Head of unit, Senior researcher
Global security and worldviews
Bio

Primary research areas

Mona Kanwal Sheikh's main expertise is militant Islamist movements, especially those linked to the Pakistani Taliban. Her research focuses on religious legitimizations of, and mobilization for, violence. Sheikh also deals more broadly with the dynamics of transnational jihad, including Al-Qaeda and the Islamic State.

Theoretically, Sheikh has helped develop a sociotheological approach to the study of religious violence, and contributed to the securitization theory's conceptualization of religion.

Current research

Mona Kanwal Sheikh is an expert on the Pakistani Taliban movement. Her current research focuses on the dynamics behind the transnationalization of jihad, and containment mechanisms, including the question of negotiating with jihadist actors. Empirically her focus is on the Pakistani Taliban, jihadi militancy in Afghanistan, and Al-Qaeda and the Islamic State in South Asia.

Theoretical contribution

Through her scholarship Sheikh has contributed to the theoretical debate on religious violence and the concepts of religion and secularism in IR, pushing for a more inclusive analytical apparatus embracing non-western perspectives. Part of her work speaks to the broadening of securitization theory to the non-west, including its application to the study of islamist movements.
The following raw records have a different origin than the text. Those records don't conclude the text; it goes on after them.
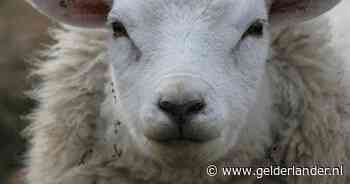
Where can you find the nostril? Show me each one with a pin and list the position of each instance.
(194, 107)
(181, 110)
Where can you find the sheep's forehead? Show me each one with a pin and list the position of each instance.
(153, 12)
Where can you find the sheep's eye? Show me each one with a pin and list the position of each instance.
(256, 29)
(119, 30)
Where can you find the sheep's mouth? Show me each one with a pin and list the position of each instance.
(180, 140)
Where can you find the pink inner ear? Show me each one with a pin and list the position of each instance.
(86, 7)
(288, 5)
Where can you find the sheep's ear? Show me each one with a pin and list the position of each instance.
(284, 12)
(82, 13)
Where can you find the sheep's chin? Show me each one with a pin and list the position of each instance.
(183, 154)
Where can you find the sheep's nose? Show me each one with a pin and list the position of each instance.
(180, 112)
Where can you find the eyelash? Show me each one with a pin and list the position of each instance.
(119, 30)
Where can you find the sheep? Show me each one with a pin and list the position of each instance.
(156, 91)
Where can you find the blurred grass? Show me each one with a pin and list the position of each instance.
(22, 31)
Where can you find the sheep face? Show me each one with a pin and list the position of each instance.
(186, 73)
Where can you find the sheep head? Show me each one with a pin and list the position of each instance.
(188, 73)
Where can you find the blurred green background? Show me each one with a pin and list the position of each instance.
(22, 31)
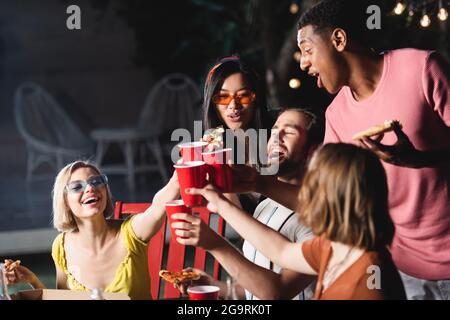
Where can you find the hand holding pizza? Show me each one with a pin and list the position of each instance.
(203, 279)
(402, 153)
(15, 273)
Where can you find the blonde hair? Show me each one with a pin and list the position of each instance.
(345, 197)
(63, 218)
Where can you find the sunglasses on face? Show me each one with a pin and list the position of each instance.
(225, 98)
(95, 182)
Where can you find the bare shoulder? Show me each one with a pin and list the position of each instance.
(115, 225)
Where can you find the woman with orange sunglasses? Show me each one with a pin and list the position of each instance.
(234, 98)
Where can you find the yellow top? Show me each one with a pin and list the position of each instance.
(132, 275)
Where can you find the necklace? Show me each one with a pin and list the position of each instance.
(330, 273)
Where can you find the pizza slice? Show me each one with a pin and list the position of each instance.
(10, 265)
(387, 126)
(214, 138)
(176, 277)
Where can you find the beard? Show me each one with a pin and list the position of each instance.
(289, 167)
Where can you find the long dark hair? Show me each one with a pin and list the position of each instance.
(214, 81)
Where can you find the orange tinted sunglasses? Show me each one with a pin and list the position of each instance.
(225, 98)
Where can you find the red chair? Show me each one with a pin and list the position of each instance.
(176, 253)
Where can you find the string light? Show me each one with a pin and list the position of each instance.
(294, 8)
(413, 6)
(295, 83)
(425, 21)
(399, 8)
(443, 14)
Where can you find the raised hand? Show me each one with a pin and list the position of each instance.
(402, 153)
(205, 279)
(211, 194)
(16, 273)
(194, 231)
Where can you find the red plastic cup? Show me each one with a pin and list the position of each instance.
(221, 174)
(192, 151)
(192, 175)
(176, 206)
(203, 293)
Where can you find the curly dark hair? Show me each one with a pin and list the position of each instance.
(349, 15)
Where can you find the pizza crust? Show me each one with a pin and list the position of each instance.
(176, 277)
(387, 126)
(214, 138)
(11, 265)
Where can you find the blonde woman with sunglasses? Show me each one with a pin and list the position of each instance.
(92, 251)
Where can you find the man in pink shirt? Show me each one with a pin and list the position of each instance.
(408, 85)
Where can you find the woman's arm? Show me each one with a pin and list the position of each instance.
(246, 178)
(61, 279)
(147, 224)
(22, 274)
(262, 282)
(272, 244)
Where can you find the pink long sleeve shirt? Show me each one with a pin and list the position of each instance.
(414, 89)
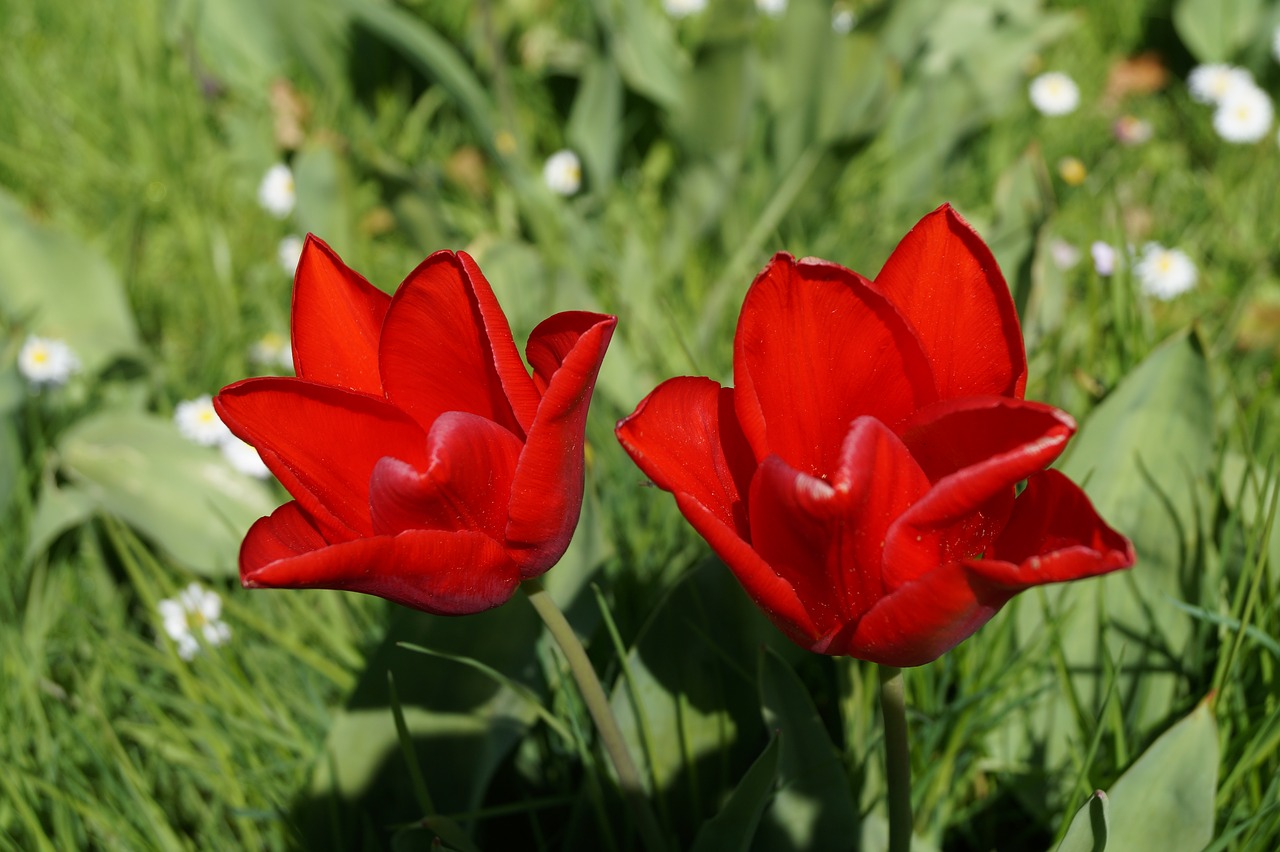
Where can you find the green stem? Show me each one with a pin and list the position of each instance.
(897, 759)
(598, 705)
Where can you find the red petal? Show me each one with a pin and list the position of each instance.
(337, 319)
(976, 450)
(321, 443)
(816, 348)
(828, 540)
(438, 347)
(945, 282)
(447, 573)
(1054, 535)
(686, 439)
(465, 486)
(547, 489)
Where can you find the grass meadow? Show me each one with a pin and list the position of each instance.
(135, 137)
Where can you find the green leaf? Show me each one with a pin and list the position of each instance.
(1088, 830)
(183, 497)
(814, 809)
(732, 829)
(62, 288)
(1165, 801)
(1215, 30)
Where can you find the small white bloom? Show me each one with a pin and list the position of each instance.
(1104, 259)
(243, 458)
(1055, 94)
(1243, 115)
(277, 192)
(197, 421)
(272, 349)
(45, 362)
(842, 19)
(193, 610)
(1064, 253)
(1164, 273)
(289, 252)
(1214, 82)
(684, 8)
(563, 173)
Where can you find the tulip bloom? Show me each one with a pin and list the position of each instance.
(862, 477)
(426, 465)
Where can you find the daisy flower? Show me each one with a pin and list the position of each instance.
(563, 173)
(1243, 114)
(1164, 273)
(1214, 82)
(1055, 94)
(277, 193)
(193, 610)
(45, 362)
(199, 422)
Recently, she has also developed the framework of sociotheology and worldview analysis in order to bridge theological and sociological perspectives on religio-political activism, and to enhance methodological sensitivity in the study of religious extremism and the “radical other.”

Visiting scholarship

Sheikh has been appointed a visiting research scholar at the Orfalea Center for Global and International Studies at the University of California Santa Barbara (2008-9, 2013-14), the Center for South Asia Studies at UC Berkeley (2014) and has during her research period also been hosted by the Joan B. Kroc Institute for International Peace Studies (2008), University of Notre Dame. Additionally, she has been affiliated to the project “Resolving Jihadist Conflicts? Religion, Civil War, and Prospects for Peace” hosted by the Department of Peace and Conflict Research, Uppsala University (2018-).

Awards

Sheikh has been awarded two prestigious elite research prizes (2007, 2012) for her work on the Pakistani Taliban by the Danish Ministry of Science. Her book “Guardians of God – Inside the Religious Mind of the Pakistani Taliban” (Oxford University Press, 2016) received the honorary award by the Book Award Committee of the International Studies Association's Religion and International Studies Section in 2018. Subheading In 2017 she was also nominated for the Elite research prize of the Danish Ministry of Science and Research, and in 2012, she was nominated for the Royal Danish Academy’s silver medal for young researchers.

In 2018 she was awarded an ERC starting grant to head a multi-disciplinary team of researchers examining the dynamics behind the transnationalization of jihad and developing novel ways of thinking about the containment of transnationalized conflicts.